Franks is currently experimenting with robot teachers to learn which aspects of ant education are the most crucial for success.
Risky water maneuvers
Depending on where they live, killer whales, or orcas, eat very different prey. In Norway, orcas work together to round up schools of herring into dense clusters, then stun the fish with their tails before feasting. In Antarctica, they team up to wash Weddell seals off the ice and into waiting jaws. Scientists believe that in some of these unique situations, parents teach their young to catch prey.
Off Patagonia, for instance, some orcas hunt sea lion pups at the shoreline by intentionally beaching themselves. Adults show the young how to perform this dangerous maneuver well before they even begin hunting, helping to push their students back into the water when needed. (Watch a video of this amazing beach-hunting behavior.)
In Alaska waters, orcas have been observed training their young to capture prey in stages, first stunning seabirds with their flukes so that the young can get the hang of handling them and practice their own slapping technique.

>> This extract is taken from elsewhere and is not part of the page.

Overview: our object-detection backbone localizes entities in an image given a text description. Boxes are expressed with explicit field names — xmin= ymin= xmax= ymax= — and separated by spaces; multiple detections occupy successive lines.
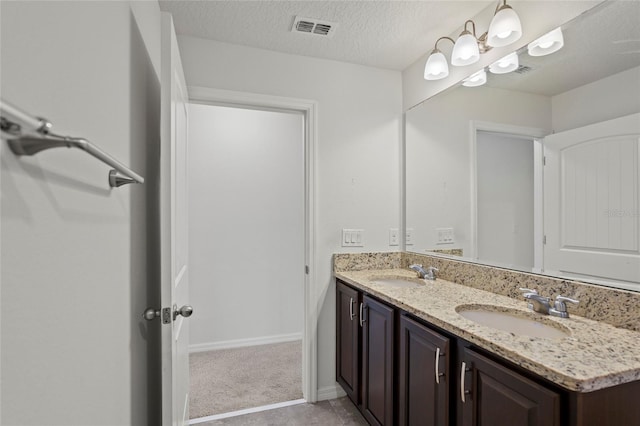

These lessons are not only examples of teaching, but also culture, which occurs when a group accumulates social knowledge and passes it on to the next generation, National Geographic Explorer and wildlife photographer Brian Skerry has said.
“They are not only teaching their offspring the skills that they will need to survive, but they're teaching them their ancestral traditions, the things that matter to them.”
Foraging master class
Golden lion tamarins of Brazil’s Atlantic Forest must take a master class in foraging that features over 150 different kinds of fruits, insects, tree frogs, lizards, and other prey.
“If you’re a young kid in the forest, where in the heck do you stick your hand to actually find something without being bitten or stung?” says Rapaport, who has studied teaching and learning among tamarins.
That’s why adults use a “come and get it” call that initially attracts young for food handouts, then introduces them to progressively more difficult foraging situations, from recognizing a type of fruit to digging into a tree hole for prey.
“During the period where adults were doing this behavior, the foraging success for prey for kids just skyrocketed, so there’s circumstantial evidence that it was working,” Rapaport says.
Adults were also more likely to offer new foods to their young, she says. “That indicated to me that the adults were paying attention to what the kids did and did not know.”
Rapaport also observed the adults performing what she believes is an incredible trait in non-human teachers: Focusing their energy on those who needed it most.
“We didn’t have the methodology to say unequivocally that they reserved teaching for kids who were slow learners, but that was my impression,” she notes. “I’d love for someone to really look at that in a careful way."